Does Pope Benedict sound different in a foreign language?
Does Pope Benedict sound different when he speaks a foreign language? I’m not referring to his German accent — anyone following his visit to Britain these days can attest to the fact that he has one in English. But does he say the same thing when he speaks in his native German — or in Italian or French, two languages he also speaks fluently (and better than English). Does he present his ideas with the same words? Does the message come across in the same way? How does it “feel” to the listener?
(Photo: Pope Benedict at Westminster Hall, 17 Sept 2010/Tim Ireland)
Benedict’s basic message is fundamentally the same, regardless of the language he speaks. But his speeches and sermons these past few days have sounded different from similar speeches delivered in other languages — and not just because they were in English. The speeches were shorter. The wording was at times more direct and the argument more succinct than in similar speeches on previous voyages to other countries. The speeches included several references to Britain and British history that his listeners would know and appreciate. He doesn’t usually nod that much in the direction of the local audience.
Having heard him speak in these different languages over the years, my first impression after listening to his speech to “representatives of British society” in Westminster Hall on Friday was how short it was. The main arguments in that speech — that religion has a role in public life and is not incompatible with reason — are central themes of Benedict’s papacy. He delivered a somewhat comparable showcase speech “to the world of culture” in Paris in September 2008. The Regensburg speech to “representatives from the field of the sciences” during his 2006 visit to Germany was also about faith and reason, although his use of a Byzantine emperor’s quote about Islam being an irrational and violent religion overshadowed the public perception of it.
Since these showcase speeches are meant as one of the highpoints of a visit, it’s interesting to make a few comparisons. The Regensburg speech was 3,521 words long in German, according to my word counter. The Paris speech was 4,181 words long in French, it said. By contrast, the London speech in English was much shorter — 1,805 words long. In Germany, any formal speech shorter than an hour is not considered complete. It can be like that in France as well. But length is not necessarily a virtue among English-speaking orators, as Abraham Lincoln showed when he delivered his 272-word Gettysburg Address.

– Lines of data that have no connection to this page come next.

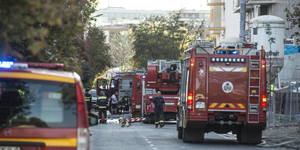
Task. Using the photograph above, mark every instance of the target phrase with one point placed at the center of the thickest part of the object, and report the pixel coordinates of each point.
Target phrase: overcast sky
(155, 4)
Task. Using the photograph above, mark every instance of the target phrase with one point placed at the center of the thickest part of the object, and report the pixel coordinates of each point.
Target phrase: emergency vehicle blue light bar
(6, 64)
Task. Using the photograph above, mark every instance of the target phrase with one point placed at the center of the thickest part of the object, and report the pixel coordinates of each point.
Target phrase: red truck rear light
(190, 100)
(264, 101)
(263, 65)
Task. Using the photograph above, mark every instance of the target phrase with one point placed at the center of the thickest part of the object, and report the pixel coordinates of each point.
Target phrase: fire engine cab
(222, 90)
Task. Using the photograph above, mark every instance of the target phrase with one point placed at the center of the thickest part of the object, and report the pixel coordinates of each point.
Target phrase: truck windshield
(32, 103)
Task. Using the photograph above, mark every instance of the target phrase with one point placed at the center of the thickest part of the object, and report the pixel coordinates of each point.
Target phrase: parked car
(42, 109)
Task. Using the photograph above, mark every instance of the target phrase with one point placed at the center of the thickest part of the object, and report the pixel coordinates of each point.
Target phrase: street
(147, 137)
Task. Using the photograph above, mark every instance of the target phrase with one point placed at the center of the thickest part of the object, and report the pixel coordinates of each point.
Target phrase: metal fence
(286, 103)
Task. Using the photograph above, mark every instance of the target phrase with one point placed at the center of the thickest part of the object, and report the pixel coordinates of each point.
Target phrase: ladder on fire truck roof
(254, 95)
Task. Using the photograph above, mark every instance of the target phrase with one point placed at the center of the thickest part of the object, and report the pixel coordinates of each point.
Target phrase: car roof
(40, 74)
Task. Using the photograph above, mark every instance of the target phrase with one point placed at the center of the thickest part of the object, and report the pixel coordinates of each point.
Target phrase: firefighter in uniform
(158, 109)
(126, 102)
(102, 105)
(88, 99)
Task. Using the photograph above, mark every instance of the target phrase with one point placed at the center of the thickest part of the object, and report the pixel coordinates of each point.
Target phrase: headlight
(233, 59)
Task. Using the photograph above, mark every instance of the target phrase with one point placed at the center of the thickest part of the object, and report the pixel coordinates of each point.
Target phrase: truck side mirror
(93, 119)
(138, 85)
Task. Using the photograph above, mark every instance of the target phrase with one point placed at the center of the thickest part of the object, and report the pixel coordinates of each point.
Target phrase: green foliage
(97, 54)
(121, 51)
(294, 17)
(163, 37)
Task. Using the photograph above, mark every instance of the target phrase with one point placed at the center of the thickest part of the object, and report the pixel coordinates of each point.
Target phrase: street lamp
(87, 22)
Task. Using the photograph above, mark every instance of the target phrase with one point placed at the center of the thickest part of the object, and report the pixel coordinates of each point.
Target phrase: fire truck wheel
(193, 135)
(249, 136)
(179, 132)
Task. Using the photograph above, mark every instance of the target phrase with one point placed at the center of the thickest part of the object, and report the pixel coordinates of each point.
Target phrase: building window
(264, 10)
(211, 15)
(254, 31)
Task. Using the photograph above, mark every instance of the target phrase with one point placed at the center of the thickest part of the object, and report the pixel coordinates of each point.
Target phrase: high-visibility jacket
(102, 102)
(88, 99)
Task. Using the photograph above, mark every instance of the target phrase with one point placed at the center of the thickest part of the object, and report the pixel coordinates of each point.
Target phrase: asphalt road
(142, 136)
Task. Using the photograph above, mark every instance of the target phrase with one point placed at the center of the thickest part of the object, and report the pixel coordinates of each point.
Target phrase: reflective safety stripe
(87, 99)
(68, 142)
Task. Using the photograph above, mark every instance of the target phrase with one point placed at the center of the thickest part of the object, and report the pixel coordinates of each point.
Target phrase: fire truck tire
(192, 135)
(249, 136)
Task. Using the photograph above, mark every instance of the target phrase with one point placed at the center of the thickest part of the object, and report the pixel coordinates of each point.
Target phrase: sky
(155, 4)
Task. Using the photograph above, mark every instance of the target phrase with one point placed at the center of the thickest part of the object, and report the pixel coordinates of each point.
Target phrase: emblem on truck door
(227, 87)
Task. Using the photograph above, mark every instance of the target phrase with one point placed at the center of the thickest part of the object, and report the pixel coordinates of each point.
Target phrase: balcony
(215, 2)
(261, 2)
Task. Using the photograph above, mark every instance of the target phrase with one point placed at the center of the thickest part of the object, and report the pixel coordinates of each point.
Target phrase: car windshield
(37, 103)
(93, 93)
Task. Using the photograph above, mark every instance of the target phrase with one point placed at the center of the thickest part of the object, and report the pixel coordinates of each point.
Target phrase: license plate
(200, 105)
(169, 103)
(9, 148)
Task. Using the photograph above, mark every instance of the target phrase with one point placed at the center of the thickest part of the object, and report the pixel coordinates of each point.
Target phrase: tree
(97, 53)
(294, 18)
(43, 31)
(121, 51)
(162, 37)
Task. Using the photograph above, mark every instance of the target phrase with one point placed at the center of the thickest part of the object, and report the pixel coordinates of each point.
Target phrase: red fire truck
(222, 90)
(164, 76)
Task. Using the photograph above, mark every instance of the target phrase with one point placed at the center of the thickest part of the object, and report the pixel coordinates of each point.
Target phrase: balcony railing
(215, 2)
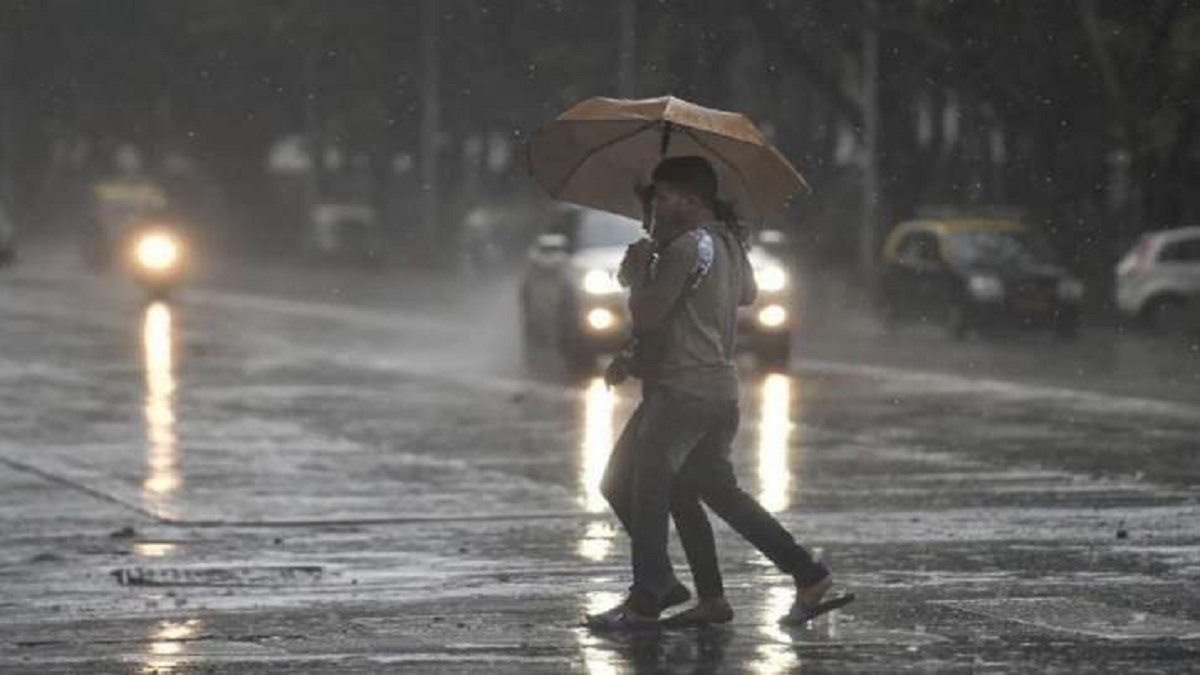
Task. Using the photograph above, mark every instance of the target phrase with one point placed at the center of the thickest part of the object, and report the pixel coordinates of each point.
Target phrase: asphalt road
(282, 471)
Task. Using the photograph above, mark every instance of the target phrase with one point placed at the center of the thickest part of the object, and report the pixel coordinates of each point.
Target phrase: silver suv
(1158, 280)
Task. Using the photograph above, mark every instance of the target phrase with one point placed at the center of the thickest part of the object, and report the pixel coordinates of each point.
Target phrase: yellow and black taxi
(975, 274)
(570, 299)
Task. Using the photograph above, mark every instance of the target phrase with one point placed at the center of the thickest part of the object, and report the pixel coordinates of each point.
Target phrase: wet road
(310, 473)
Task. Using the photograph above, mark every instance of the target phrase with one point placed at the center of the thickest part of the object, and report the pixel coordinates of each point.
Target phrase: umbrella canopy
(601, 150)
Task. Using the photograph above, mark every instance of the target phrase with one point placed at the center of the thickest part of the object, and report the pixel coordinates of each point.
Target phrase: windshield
(599, 230)
(1005, 248)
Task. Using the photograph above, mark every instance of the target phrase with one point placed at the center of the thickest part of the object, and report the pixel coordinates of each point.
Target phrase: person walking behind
(673, 453)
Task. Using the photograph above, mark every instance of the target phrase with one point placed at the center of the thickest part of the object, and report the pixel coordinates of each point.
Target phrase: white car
(570, 299)
(1159, 278)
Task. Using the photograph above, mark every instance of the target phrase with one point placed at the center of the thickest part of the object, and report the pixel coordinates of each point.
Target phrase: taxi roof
(952, 225)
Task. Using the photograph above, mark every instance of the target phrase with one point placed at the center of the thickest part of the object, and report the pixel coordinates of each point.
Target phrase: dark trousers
(672, 455)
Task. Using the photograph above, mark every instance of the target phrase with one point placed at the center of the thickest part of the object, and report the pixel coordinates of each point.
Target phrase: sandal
(621, 617)
(802, 614)
(705, 613)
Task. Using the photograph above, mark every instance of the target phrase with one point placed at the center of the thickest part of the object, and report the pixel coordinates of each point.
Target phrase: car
(342, 233)
(1158, 279)
(115, 208)
(570, 298)
(7, 239)
(976, 274)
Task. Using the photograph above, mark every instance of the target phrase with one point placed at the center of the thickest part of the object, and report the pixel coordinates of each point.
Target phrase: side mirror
(551, 244)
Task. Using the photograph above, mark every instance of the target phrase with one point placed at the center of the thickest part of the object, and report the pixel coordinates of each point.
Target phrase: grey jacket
(708, 269)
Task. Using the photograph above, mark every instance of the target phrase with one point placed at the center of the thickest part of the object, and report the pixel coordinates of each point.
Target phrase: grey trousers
(673, 454)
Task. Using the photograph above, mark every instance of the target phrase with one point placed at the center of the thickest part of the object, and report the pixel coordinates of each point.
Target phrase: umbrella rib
(595, 150)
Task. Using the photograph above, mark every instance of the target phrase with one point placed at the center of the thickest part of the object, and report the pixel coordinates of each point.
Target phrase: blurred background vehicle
(1158, 280)
(570, 299)
(7, 238)
(115, 208)
(976, 274)
(345, 233)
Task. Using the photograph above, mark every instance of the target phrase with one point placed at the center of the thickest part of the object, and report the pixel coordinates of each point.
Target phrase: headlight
(600, 282)
(157, 251)
(772, 316)
(1071, 290)
(601, 318)
(985, 287)
(771, 279)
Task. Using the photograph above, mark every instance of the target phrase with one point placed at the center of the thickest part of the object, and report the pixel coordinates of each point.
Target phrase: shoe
(708, 611)
(622, 617)
(676, 596)
(809, 602)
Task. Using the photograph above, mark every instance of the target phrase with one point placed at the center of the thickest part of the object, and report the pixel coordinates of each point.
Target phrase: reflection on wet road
(167, 645)
(599, 404)
(775, 426)
(163, 477)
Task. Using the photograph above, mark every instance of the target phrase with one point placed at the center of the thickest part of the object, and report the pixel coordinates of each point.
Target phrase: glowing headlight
(601, 320)
(985, 287)
(1071, 290)
(772, 316)
(600, 282)
(157, 251)
(771, 279)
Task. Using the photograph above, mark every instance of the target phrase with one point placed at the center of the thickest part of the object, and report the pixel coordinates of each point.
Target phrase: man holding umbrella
(685, 286)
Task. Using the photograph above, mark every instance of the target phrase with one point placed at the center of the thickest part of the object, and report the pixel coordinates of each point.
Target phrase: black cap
(690, 173)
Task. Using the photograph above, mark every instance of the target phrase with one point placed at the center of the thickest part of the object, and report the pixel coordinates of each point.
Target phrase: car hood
(607, 258)
(1013, 272)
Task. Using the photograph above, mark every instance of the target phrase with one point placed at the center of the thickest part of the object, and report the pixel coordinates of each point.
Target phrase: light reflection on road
(774, 442)
(599, 402)
(598, 438)
(162, 454)
(167, 643)
(777, 655)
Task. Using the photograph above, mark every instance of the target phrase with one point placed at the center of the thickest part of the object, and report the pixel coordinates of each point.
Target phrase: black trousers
(673, 454)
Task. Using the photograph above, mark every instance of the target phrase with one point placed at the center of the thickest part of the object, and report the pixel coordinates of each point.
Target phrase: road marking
(1083, 617)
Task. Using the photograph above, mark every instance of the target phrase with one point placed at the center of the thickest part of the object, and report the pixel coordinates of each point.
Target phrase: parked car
(7, 239)
(1158, 280)
(977, 274)
(570, 299)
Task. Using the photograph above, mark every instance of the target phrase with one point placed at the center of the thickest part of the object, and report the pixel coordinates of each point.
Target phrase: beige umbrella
(601, 150)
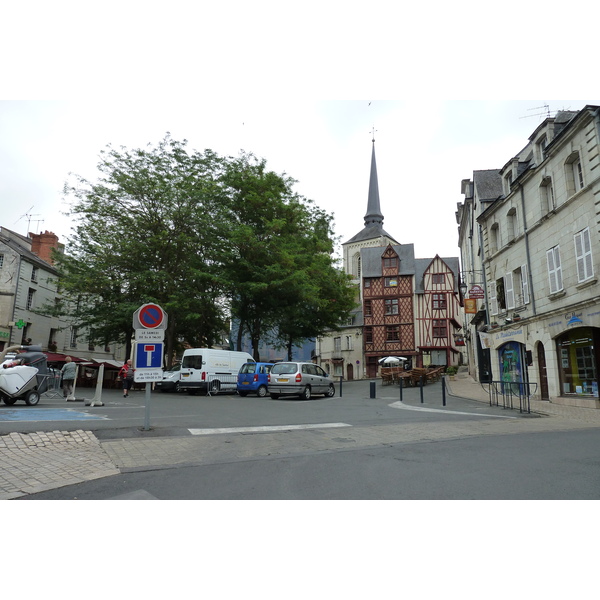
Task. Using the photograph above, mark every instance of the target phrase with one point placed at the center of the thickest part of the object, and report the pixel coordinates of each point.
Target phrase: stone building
(539, 247)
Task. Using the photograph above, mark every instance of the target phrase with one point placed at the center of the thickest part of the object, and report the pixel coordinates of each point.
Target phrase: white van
(210, 370)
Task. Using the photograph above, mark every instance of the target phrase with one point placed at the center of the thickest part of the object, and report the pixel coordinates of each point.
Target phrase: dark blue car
(252, 379)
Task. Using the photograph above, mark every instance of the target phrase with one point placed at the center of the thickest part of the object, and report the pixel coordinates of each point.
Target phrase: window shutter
(493, 299)
(525, 284)
(509, 291)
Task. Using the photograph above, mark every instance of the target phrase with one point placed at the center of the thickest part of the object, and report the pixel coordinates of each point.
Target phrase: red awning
(57, 357)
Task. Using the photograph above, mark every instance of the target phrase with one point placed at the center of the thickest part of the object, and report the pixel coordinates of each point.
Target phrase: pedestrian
(126, 374)
(68, 373)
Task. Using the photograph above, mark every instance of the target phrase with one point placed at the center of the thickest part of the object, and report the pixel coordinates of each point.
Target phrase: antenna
(546, 114)
(29, 219)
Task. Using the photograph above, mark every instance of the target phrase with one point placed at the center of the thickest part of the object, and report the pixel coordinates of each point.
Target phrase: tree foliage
(207, 238)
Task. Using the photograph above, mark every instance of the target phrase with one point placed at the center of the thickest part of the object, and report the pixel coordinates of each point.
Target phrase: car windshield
(284, 368)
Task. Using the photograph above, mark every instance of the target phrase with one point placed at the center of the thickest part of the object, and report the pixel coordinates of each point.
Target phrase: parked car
(253, 378)
(170, 380)
(299, 379)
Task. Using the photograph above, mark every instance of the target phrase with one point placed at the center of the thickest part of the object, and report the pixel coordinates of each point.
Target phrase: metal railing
(504, 393)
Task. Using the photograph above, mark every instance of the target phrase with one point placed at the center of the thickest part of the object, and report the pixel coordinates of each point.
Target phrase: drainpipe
(531, 290)
(15, 300)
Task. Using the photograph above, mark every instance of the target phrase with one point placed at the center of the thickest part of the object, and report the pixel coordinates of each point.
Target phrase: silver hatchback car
(299, 379)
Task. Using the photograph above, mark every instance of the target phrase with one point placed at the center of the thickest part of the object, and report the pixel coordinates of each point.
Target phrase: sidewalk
(464, 386)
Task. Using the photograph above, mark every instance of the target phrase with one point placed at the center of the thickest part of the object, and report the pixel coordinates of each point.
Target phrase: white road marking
(447, 412)
(266, 428)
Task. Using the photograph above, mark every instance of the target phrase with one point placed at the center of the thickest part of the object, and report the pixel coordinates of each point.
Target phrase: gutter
(528, 255)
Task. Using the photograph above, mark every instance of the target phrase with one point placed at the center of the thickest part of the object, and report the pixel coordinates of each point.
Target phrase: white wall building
(540, 250)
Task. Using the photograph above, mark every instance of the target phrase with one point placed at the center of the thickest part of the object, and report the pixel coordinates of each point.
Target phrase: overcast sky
(423, 149)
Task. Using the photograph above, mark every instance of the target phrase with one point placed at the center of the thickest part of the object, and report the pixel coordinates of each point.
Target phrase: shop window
(577, 361)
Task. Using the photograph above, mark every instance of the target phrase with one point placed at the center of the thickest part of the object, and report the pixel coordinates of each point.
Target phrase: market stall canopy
(391, 360)
(107, 362)
(57, 357)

(Photo: Pope Benedict at the College des Bernardins in Paris, 12 Sept 2008/Oliver Laban-Mattei)
Benedict planned to deliver a similar speech at Rome’s La Sapienza University in January 2008, but bowed out after students protested against it. The Italian text the Vatican later released ran to 3,304 words.
Brevity doesn’t always bring clarity, but the London speech also sounded more succinct than the others. Two examples are “The central question at issue, then, is this: where is the ethical foundation for political choices to be found?” and “Religion, in other words, is not a problem for legislators to solve, but a vital contributor to the national conversation.” In one section, he borrowed a common term from economic policy to highlight his message: “… the world has witnessed the vast resources that governments can draw upon to rescue financial institutions deemed ‘too big to fail’. Surely the integral human development of the world’s peoples is no less important: here is an enterprise, worthy of the world’s attention, that is truly ‘too big to fail’.”
There was also more formality in his speeches on the Continent. The Regensburg speech was a philosophical address delivered at the last university where Benedict taught before rising in the Church hierarchy. It was sprinkled with words and phrases in ancient Greek and Latin and started off quite formally, greeting “Your Eminences, Magnificences and Excellencies, honoured ladies and gentlemen!”
(Photo: Pope Benedict at Regensburg University, 12 Sept 2006/Markus Nowak)
The Paris speech, a reflection on the role of monasteries in European history delivered in a Church-owned medieval hall, was also quite scholarly. Its salutation went to “Mr Cardinal, Madame Culture Minister, Mr Mayor, Mr Chancellor of the Institute, dear friends.” The undelivered La Sapienza speech was addressed to “Magnificent Rector, political and civil authorities, illustrious lecturers and technical adminstrative staff, dear young students!”
By contrast, the Westminster Hall speech started with the simple salutation “Mr Speaker.”
Pointing this out isn’t meant as an exercise in Anglophone chauvinism. Each language has its own style and each of these speeches had its own audience, so this is not a close comparison aimed at deciding which is best. Or whether the language used shapes the thoughts expressed. But his speech in Westminster Hall stood out from showcase addresses on other foreign visits. Even though the message was similar, Benedict did sound a bit different this time.